Medeiros et al. [11] designed a PEG construction from a PCRE and evaluated the pattern matching performance between PEGs and PCREs. Loff et al. [10] discussed a few computational aspects of PEGs. They showed that a PEG accepts a pair of an input and its output for any computable functions. They also proposed a new computational machine, scaffolding automata (SAs), that operates using a set of states and an auxiliary DAG structure, and proved the equivalence between SAs and the reversal of parsing expression languages (PELs). Koga [7] examined the context-freeness of a PEL, and showed that it is undecidable whether or not a PEL L belongs to a subfamily of context-free languages (CFLs).
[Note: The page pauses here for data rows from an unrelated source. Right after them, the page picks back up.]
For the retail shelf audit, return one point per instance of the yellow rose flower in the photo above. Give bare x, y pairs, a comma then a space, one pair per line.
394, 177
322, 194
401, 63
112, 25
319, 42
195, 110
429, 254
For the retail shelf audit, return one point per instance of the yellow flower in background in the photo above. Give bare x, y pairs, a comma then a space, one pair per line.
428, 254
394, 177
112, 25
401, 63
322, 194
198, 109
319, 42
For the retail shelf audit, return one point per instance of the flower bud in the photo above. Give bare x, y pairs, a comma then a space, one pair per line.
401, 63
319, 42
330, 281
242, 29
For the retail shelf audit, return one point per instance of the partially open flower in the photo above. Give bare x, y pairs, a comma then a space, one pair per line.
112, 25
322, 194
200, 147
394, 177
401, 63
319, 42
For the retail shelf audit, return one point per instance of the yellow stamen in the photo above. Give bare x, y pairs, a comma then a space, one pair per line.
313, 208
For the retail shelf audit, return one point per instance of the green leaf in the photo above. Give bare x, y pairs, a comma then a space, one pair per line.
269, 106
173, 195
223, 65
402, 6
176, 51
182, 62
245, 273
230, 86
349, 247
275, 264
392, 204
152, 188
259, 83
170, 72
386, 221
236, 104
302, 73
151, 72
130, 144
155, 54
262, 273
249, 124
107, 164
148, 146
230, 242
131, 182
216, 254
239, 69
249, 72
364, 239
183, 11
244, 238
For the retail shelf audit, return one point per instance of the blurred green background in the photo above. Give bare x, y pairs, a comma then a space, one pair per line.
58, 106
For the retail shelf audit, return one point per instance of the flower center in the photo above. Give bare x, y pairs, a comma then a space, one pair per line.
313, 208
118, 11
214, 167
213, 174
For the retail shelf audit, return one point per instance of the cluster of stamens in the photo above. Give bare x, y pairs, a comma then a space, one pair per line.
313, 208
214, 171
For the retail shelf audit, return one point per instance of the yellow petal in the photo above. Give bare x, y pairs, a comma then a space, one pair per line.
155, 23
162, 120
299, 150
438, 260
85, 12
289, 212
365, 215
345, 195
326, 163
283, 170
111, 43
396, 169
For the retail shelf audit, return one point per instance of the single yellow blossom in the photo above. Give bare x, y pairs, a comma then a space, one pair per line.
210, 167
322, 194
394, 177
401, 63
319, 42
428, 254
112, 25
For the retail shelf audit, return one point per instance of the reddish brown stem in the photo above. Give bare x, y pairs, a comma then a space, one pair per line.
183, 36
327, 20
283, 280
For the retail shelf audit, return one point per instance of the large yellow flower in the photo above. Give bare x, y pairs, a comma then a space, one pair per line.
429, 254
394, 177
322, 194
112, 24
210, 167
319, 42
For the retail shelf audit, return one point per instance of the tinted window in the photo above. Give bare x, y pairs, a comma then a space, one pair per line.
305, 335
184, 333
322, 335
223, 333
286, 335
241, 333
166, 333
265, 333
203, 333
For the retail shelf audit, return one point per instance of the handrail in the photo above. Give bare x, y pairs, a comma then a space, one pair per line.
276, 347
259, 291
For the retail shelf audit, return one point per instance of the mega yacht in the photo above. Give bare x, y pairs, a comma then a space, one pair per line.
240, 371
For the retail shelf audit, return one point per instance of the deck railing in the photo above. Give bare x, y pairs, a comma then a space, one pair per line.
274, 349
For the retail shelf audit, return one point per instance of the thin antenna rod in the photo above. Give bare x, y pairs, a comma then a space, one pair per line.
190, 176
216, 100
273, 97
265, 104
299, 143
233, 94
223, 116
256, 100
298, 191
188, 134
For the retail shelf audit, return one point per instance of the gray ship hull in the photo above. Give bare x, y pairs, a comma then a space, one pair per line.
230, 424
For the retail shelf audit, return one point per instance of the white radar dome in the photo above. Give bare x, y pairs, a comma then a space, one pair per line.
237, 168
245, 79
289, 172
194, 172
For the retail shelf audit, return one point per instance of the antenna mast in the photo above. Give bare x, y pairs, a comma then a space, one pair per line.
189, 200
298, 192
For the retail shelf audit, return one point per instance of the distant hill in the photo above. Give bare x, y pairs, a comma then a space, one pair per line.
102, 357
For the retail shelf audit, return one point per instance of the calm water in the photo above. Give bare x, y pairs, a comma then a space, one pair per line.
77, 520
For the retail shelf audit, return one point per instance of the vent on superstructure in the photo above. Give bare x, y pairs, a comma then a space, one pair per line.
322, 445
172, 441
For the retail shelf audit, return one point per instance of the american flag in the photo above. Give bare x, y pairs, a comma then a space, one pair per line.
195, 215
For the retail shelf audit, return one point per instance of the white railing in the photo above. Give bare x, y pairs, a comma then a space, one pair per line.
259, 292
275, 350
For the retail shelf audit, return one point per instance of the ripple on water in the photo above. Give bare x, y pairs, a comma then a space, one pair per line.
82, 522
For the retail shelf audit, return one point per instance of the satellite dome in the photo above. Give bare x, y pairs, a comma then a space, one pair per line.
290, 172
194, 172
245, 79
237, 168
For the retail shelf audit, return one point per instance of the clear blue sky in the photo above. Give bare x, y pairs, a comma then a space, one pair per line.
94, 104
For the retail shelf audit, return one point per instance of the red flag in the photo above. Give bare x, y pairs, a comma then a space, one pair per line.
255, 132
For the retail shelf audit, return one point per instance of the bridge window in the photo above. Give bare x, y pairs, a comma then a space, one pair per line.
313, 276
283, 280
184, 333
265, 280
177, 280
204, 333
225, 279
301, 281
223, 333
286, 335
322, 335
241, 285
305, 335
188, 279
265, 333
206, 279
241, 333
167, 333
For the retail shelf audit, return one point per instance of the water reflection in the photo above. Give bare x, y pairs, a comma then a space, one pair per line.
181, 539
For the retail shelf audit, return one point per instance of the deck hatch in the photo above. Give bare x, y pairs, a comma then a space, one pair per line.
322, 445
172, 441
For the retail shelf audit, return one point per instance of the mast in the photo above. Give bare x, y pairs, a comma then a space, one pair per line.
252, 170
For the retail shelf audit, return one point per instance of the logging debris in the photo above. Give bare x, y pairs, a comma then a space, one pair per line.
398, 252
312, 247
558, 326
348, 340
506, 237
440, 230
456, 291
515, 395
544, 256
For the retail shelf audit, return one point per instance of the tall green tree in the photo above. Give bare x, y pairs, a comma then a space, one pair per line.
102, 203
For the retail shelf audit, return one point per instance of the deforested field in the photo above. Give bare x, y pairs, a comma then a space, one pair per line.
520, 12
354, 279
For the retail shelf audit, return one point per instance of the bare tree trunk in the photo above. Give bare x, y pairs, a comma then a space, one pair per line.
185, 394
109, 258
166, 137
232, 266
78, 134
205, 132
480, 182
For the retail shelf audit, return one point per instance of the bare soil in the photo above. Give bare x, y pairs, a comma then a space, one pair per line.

For the edit-distance problems of languages, Mohri [12] showed that the edit-distance between two regular languages can be solved in polynomial-time while the same problem between two CFLs is undecidable. Konstantinidis [8] suggested an algorithm for computing the edit-distance of a given finite automaton (FA) and obtained an upper bound of the distance. Povarov [16] studied the neighborhood language according to the Hamming distance [5] that counts the number of different symbols between two strings of the same length. An r-neighborhood \(L_r\) of a language L according to a distance metric d is a set of strings whose distance from a string in L is at most r. From an FA with n states, we can construct an NFA with \(n(r+1)\) states for r-Hamming-neighborhood language of L(A). Under the similar construction, we can also construct an NFA for r-edit-distance neighborhood with the same bound. Han et al. [6] considered the edit-distance problem between a regular language and a CFL. They presented a construction that accepts an alignment between a pair of strings from each language, and designed an algorithm that computes the edit-distance between a regular language and a CFL in polynomial time based on the construction. Ng et al. [13] studied the edit-distance neighborhood of a regular languages. They showed that, for an n state FA A, there exists a DFA with at most \((r+2)^n-1\) states that accepts an r-edit-distance neighborhood of L(A).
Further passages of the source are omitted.